Almost every atom wants 8 electrons in its "outer shell". When they have 8, they're stable etc. etc., so two or more atoms will react if they can combine in some way to have a total of 8 electrons in their outer shells. For example, an oxygen atom has 6 electrons in its outer shell, and a hydrogen atom has only 1. Now, if one oxygen atom combines with two hydrogen atoms, each will have a shared total of 8 electrons in their outer shells - thus, they'll be stable. That's basically the concept under atomic bonding, thus, chemical reactions. Albeit a very simplified version of what actually happens - it justs works to think about bonding in this way.

mickeydevine

-JammyDodger- wrote: »

Almost every atom wants 8 electrons in its "outer shell". When they have 8, they're stable etc. etc., so two or more atoms will react if they can combine in some way to have a total of 8 electrons in their outer shells. For example, an oxygen atom has 6 electrons in its outer shell, and a hydrogen atom has only 1. Now, if one oxygen atom combines with two hydrogen atoms, each will have a shared total of 8 electrons in their outer shells - thus, they'll be stable. That's basically the concept under atomic bonding, thus, chemical reactions. Albeit a very simplified version of what actually happens - it justs works to think about bonding in this way.
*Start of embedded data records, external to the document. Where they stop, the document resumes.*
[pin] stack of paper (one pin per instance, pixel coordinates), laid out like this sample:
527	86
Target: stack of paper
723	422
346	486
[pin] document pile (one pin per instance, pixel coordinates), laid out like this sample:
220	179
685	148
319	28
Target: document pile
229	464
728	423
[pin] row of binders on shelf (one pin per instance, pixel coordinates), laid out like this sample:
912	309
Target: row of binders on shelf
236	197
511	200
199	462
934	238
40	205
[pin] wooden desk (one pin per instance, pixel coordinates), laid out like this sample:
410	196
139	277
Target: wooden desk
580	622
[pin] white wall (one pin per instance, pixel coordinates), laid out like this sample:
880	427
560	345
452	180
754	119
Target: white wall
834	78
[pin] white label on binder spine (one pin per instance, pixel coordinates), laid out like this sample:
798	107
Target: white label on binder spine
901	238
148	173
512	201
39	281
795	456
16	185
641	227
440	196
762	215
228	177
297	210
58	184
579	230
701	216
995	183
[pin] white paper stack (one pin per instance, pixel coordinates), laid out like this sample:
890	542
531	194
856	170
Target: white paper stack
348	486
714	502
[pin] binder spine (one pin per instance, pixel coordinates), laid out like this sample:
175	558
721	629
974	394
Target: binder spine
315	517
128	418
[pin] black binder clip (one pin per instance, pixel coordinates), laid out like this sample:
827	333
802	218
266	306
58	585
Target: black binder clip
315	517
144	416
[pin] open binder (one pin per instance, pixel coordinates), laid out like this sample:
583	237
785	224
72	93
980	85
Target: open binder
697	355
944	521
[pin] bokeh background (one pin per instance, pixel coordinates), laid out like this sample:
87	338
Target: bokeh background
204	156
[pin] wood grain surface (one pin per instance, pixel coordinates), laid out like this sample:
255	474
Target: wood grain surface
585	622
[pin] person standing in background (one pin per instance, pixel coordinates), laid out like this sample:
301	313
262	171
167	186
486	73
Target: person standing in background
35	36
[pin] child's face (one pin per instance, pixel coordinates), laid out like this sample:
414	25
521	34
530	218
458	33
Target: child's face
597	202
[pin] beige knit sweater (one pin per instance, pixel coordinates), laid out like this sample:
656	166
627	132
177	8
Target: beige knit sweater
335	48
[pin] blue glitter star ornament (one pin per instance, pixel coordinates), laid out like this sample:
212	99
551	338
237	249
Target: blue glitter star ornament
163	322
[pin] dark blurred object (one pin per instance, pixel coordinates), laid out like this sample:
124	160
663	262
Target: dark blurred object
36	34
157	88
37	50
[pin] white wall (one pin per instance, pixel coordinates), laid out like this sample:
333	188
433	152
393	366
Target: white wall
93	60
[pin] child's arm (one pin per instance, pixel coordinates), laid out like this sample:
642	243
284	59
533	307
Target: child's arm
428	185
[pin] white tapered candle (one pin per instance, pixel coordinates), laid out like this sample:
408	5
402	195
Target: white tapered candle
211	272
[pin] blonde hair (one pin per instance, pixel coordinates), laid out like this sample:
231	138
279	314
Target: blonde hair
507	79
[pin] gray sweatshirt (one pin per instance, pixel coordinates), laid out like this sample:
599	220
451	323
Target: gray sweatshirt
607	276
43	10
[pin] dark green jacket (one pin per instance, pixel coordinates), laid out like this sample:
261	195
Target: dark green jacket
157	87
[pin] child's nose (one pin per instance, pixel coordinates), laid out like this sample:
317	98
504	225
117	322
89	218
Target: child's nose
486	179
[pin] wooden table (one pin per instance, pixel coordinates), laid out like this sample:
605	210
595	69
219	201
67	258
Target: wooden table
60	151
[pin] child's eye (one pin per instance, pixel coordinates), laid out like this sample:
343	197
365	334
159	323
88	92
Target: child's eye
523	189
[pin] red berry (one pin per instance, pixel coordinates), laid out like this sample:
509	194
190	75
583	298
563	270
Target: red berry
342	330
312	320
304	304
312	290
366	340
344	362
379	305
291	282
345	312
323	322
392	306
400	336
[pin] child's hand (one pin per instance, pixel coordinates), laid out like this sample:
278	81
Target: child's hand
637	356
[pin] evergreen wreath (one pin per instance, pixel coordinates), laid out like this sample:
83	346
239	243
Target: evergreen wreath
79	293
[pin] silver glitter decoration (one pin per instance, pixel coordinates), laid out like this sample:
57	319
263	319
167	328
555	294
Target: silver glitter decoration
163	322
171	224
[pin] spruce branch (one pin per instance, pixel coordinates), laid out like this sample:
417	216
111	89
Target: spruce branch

A hydrogen atom must be very unstable then. 2 electron in the first shell isn't it. That's why we get H2. Full shell = stability. Neon = more stabile. Radon = most. Alkali metals most unstable. (Just looked up periodic table, does it show?) So pretty much everything is based on electron interaction then.? Its so small yet so important.

Just a thought. Would it be reasonable to say then that an electron that has been part of me at one time has been to every corner of the planet?

mickeydevine

mickeydevine wrote: »

A hydrogen atom must be very unstable then. 2 electron in the first shell isn't it. That's why we get H2. Full shell = stability

It isn't as simple as I'm describing though. The first shell has a maximum 2 electrons - this is called the 1s shell. Then, the next shell has a maximum of 8, and after that it gets a little more complicated. Hydrogen only has one electron, so it has a half full 1s shell, so two hyrodgen atoms can bond together, giving each a shared total of 2 electrons - this will fill the maximum of two electrons allowed in the 1s shell - which "satisfies" both atoms.

The actual theory behind all of this is vastly more complicated than what I've just said. But, thinking of bonding in terms of atomic shells makes it easier to visualise how bonding occurs (even if it's basically incorrect).

Neon = more stabile. Radon = most. Alkali metals most unstable. (Just looked up periodic table, does it show?) So pretty much everything is based on electron interaction then.? Its so small yet so important.

Yes, the most stable atoms are the ones with a full outer shell.

That's true, every single interaction thats noticable by us (excluding gravity) is based on the electromagnetic force. Every atom is pulled together with this force, and groups of atoms are pulled together with this force. So, if you can understand quantum electrodynamics (the field of quantum physics which deals with this), then you should, in theory, be able to understand every interaction that's noticable on a relatively large scale. (This is, of course, excluding gravity. And the other two forces: the strong nuclear and the weak nuclear, don't affect the world around us on a marco scale).

Just a thought. Would it be reasonable to say then that an electron that has been part of me at one time has been to every corner of the planet?

It could be, I'm sure that they've travelled very far. I don't know about the whole planet, but, it's an interesting thought.